Leitsatz (amtlich)

Vorschüsse auf die Verletztenrente stehen iS des RVO § 1278 Abs 4 der Verletztenrente gleich. Vor Auszahlung der Verletztenrente sind für die Berechnung des ruhenden Teils der Versichertenrente nur die Vorschußbeträge zu berücksichtigen.

 

Orientierungssatz

Zur Entschließung darüber, ob und in welchem Umfange die Erstattung der Leistung verlangt wird (RVO § 1301 nF), ist im Vorverfahren die Widerspruchsstelle berufen (SGG § 79 Nr 1).

 

Normenkette

RVO § 1278 Abs. 4 Fassung: 1957-02-23, § 1301 Fassung: 1957-02-23; SGG § 79 Nr. 1 Fassung: 1953-09-03

 

Tenor

Das Urteil des Landessozialgerichts Niedersachsen vom 19. Dezember 1962 wird aufgehoben.

Der Rechtsstreit wird zur erneuten Verhandlung und Entscheidung an das Landessozialgericht Niedersachsen zurückverwiesen.

 

Gründe

Die Beklagte verlangt von dem Kläger einen Betrag von DM 1.012,- zurück, den sie für die Zeit von August 1959 bis Juli 1960 - ihres Erachtens über die geschuldeten Rentenbeträge hinaus zu Unrecht -gezahlt hat.
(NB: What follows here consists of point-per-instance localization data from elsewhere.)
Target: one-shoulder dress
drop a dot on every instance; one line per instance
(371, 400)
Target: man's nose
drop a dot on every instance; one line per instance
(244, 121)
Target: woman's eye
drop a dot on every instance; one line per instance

Die Beklagte meint, insoweit habe die von ihr wegen Erwerbsunfähigkeit bewilligte Versichertenrente geruht (Bescheid vom 8. September 1960). Das Ruhen der Rente sei eingetreten, weil dem Kläger während dieser Zeit ein Vorschuß auf die demnächst zuerkannte Verletztenrente geleistet worden sei. Für den Eintritt des Ruhens nach § 1278 Abs. 4 der Reichsversicherungsordnung (RVO) sei es gleich, ob die Verletztenrente als solche oder ein Vorschuß auf sie ausgezahlt werde.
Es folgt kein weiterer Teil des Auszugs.